For this reason I remind you to fan into flame the gift of God, which is in you through the laying on of my hands. For the Spirit God gave us does not make us timid, but gives us power, love and self-discipline. So do not be ashamed of the testimony about our Lord or of me his prisoner. Rather, join with me in suffering for the gospel, by the power of God.
2 Timothy 1:6-8
"I don't really tell people I'm a Christian at school. If they know you are a Christian they just give you a really hard time. Especially the Buddhists. The Buddhists love tearing into Christians at my high school. They just won't leave you alone."
I had been in full-time youth ministry for about seven years when a teen shared this during Wednesday night youth group. The teen's father was a deacon, his family were church members, and I couldn't believe my ears. In my flesh I can commiserate with this teen, and yet to this day I haven't heard a clearer or more succinct example of what it means to be ashamed of the testimony of Christ.
If I were to ask each of you whether or not you are ashamed of Christ, chances are you would say no. But what if I were to ask you this question: When was the last time you shared what Jesus has done for you with a lost person?
Honestly, this question stirs shame in my own heart because the answer isn't nearly as recent as it ought to be. I have my excuses, but these are only attempts to explain away evidence that points in an unflattering direction. Our answer to this question matters because in context being "ashamed" must mean remaining silent. Thus to be "unashamed" must mean to speak up. Look at the text with me.

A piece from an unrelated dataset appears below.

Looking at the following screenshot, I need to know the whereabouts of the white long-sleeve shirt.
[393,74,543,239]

It says, "for the Spirit God gave us does not make us timid." Why does Paul take the time to tell Timothy that Christians are not fearful? At this time, Paul is a prisoner in Rome, in chains for proclaiming the gospel (v. 8). It's reasonable for Timothy (Paul's right-hand-man) to be concerned that persecution might find him as well. So Paul reminds him that Christians do not give in to fear. Rather, God's Spirit "gives us power, love and self-discipline." God gives us power that we may be confident in the gospel's ability to change people, love to fuel our passion for telling others the truth, and self-control so we can persevere in sharing the gospel even in the face of significant opposition.

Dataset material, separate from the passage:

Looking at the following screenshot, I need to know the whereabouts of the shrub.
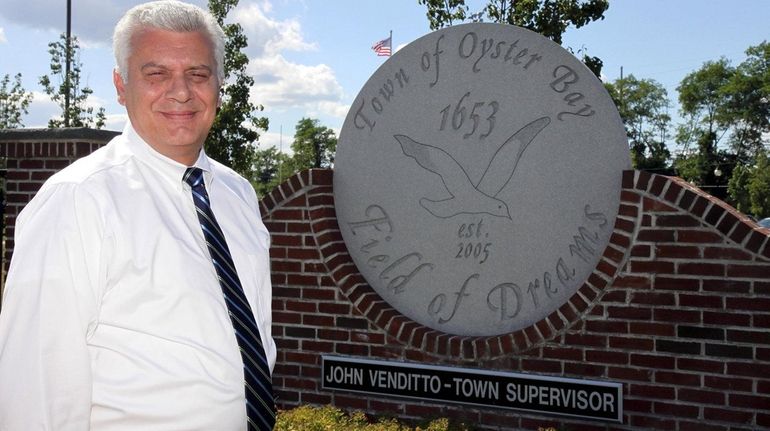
[275,406,471,431]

This is how the passage ends. "So do not be ashamed of the testimony about our Lord or of me his prisoner. Rather, join with me in suffering for the gospel, by the power of God." Think for a moment. What would Timothy have to do in order to share in suffering for the gospel? He would have to continue telling others about Jesus. Rome wouldn't persecute Timothy if he went silent and even if they did persecute him in some way after he fell silent it couldn't be considered suffering for the gospel if he had stopped preaching the gospel. So when Paul says "don't be ashamed of the gospel," he is urging Timothy not to be silent about Jesus.
So don't remain silent anymore. Find opportunities to talk to others about Christ. Pray for opportunities. Make opportunities. Tell your story.